This is a repository of scripts/microservices that are being used at WSU Libraries. Usage documentation is provided in links for individual scripts.
-
Metadata Creation & Monitoring
- checkmeta.rb
- makemeta.rb
- wsumetaedit.rb: A command line tool for automatic insertion of broadcast WAV metadata into WAV files using the BWF Meta Edit tool.
-
Cloud Migration Scripts
- makeaip.rb: A script for generating archival packages from source directories.
- uploadaip.rb: A script that works to upload AIPs generated with
makeaip.rb
to Backblaze B2. Generates a new JSON file incorporatingmakeaip.rb
log and Backblaze upload PREMIS event.
-
Caption Workflow Scripts
- caption-crunch.sh: A quick and dirty loop script to take an input file containing a list of video links and harness Gnu Parallel to run them through the caption process.
- vid2watson.rb: Converts audio track of input file and runs it through IBM Watson speech to text service (must be edited with valid Watson login information). Creates a folder with raw JSON output as well as roughly parsed content.

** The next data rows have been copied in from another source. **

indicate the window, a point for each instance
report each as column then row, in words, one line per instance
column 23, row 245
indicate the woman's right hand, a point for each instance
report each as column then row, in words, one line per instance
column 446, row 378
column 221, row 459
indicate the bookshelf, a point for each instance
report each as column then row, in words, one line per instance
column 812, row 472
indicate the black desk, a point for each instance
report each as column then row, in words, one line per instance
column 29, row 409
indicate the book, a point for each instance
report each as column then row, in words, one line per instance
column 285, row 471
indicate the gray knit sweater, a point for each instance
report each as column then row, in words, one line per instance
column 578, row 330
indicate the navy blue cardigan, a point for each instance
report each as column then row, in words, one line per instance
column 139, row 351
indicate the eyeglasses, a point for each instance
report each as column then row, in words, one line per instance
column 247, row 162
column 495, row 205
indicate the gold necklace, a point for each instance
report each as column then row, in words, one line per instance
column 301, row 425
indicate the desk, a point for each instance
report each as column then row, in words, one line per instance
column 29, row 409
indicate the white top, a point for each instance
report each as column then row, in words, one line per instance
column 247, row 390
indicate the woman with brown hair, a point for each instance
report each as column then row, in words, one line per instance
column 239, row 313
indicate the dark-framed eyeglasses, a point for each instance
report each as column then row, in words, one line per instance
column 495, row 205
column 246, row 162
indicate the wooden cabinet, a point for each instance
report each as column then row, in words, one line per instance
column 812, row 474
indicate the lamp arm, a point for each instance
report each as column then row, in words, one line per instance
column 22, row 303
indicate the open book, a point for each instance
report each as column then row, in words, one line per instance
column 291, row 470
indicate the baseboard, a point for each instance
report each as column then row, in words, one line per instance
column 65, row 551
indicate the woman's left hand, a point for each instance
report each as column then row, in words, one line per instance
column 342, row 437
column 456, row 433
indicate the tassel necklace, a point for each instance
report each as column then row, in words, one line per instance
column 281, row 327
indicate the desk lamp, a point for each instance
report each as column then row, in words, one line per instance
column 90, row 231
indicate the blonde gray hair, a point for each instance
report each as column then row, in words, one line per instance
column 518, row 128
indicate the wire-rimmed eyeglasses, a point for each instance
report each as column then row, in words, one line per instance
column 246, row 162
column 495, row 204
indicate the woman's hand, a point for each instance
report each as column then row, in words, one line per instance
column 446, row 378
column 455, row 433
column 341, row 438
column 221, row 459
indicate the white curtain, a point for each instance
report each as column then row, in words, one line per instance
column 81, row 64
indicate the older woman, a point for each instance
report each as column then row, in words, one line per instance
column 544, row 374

- wastson2vtt.rb: Takes the JSON output of
vid2watson.sh
and attempts to parse it into a .vtt subtitle file by using time stamps associated with identified words.
-
Misc
- extsurvey.rb: A tool for rapidly surveying directories for file types by extension. Can create an output in csv of extension types and counts, a file with complete file paths for a given extension, and a file with complete file paths for all extensions whose total count falls under a certain threshold.
- make-ead.rb A tool for generating finding aids via applying WSU's adaption of Archivists' Toolkit's EAD to HTML style sheet.
- ocr_test.rb A tool for scanning PDFs for OCR text data. Creates a CSV file with results.